И самое удивительное, что наибольшее впечатление на мать произвел рассказ Лены о Воропаеве, и она несколько раз переспросила, какой он из себя, стар или нет, а потом долго вздыхала и шопотом бранилась:
— Понаедут на нашу голову. Тот с орденами, тот с костылями… О, господи!
А Леночка села штопать чулки. Покончив с ними, она вынула из сундучка дочкину фуфайку, которая также нуждалась в ремонте и которую она еще утром спрятала от матери, чтобы та не портила себе глаз починкой. Она работала, изредка поддакивая матери.
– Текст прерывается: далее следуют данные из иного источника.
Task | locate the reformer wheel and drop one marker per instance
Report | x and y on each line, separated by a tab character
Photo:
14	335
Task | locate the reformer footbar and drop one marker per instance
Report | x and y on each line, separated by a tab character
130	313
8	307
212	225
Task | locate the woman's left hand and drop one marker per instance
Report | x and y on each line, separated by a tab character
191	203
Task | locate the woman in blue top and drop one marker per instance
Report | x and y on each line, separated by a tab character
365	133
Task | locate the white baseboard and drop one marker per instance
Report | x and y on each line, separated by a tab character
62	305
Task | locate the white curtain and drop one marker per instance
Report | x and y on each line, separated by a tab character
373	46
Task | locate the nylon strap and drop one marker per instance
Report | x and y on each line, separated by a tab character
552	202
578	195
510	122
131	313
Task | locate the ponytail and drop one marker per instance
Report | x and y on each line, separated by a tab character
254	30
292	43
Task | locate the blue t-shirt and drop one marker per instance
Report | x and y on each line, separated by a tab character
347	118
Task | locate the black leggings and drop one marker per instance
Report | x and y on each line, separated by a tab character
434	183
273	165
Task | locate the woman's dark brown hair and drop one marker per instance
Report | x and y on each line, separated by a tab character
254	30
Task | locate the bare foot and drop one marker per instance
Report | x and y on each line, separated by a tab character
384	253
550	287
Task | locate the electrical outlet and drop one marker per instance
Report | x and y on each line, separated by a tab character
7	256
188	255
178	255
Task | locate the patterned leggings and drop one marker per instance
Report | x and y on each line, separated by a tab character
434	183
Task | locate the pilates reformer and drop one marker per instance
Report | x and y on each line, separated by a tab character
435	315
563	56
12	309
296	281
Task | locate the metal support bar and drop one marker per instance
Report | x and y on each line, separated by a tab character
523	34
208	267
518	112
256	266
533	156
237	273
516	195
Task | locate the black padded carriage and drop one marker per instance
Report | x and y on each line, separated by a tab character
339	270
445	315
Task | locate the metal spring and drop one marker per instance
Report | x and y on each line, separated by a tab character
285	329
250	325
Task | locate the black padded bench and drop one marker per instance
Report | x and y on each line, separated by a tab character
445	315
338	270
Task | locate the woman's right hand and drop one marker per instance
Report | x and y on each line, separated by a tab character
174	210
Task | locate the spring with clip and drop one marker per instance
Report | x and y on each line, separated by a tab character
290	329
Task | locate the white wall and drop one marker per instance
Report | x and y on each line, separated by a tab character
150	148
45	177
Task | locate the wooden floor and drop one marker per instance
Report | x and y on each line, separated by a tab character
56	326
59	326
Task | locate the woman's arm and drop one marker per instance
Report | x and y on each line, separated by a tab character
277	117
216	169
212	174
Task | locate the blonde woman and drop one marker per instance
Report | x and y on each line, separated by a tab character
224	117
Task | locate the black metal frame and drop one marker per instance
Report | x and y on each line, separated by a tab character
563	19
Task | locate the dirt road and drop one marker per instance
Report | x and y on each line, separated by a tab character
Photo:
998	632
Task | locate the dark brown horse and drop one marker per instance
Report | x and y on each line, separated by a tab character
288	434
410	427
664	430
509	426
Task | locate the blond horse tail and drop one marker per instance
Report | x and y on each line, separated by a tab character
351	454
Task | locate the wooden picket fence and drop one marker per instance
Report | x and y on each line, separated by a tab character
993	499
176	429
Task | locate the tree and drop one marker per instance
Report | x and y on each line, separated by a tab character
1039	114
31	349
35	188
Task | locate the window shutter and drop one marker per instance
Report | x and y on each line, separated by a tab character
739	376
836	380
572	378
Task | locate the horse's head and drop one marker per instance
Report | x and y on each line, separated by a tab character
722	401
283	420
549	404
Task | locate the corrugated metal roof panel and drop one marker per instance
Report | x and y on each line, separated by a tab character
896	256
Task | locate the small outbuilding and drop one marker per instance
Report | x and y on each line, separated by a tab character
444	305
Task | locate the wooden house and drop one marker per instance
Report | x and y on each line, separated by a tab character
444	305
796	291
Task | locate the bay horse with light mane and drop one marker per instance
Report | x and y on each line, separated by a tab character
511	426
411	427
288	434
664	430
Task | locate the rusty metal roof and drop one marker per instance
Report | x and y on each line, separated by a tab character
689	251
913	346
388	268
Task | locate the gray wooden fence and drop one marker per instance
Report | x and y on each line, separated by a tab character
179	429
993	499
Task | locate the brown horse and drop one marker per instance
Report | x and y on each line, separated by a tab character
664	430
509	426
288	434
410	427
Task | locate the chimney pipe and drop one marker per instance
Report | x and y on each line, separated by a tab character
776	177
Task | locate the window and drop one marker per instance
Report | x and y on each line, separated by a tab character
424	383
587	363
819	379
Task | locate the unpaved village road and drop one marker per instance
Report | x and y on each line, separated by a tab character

— Теперь понаедут, — бурчала старуха. — Инвалиды, раненые, контуженные. Им во всем первый черед, не откажешь. Как начнут дома разбирать…
— Да это уж так, — равнодушно согласилась Лена.
— А ты бы, слушай, попросила Корытова, — заискивающе сказала мать. — Записал бы он домик на тебя. А то придет такой вот безногий и выселит, что ты думаешь. И не знай тогда, что делать!
— Не выселит, — ответила Лена. — А и выселит, другую площадь дадут.
— А на что нам другую, — упрямилась мать. — Такой сад, милая, теперь не сразу найдешь — двадцать три дерева, одно к одному. А что хате ремонт нужен, так это неважно, год-два продержимся… Ты скажи Корытову, не стесняйся.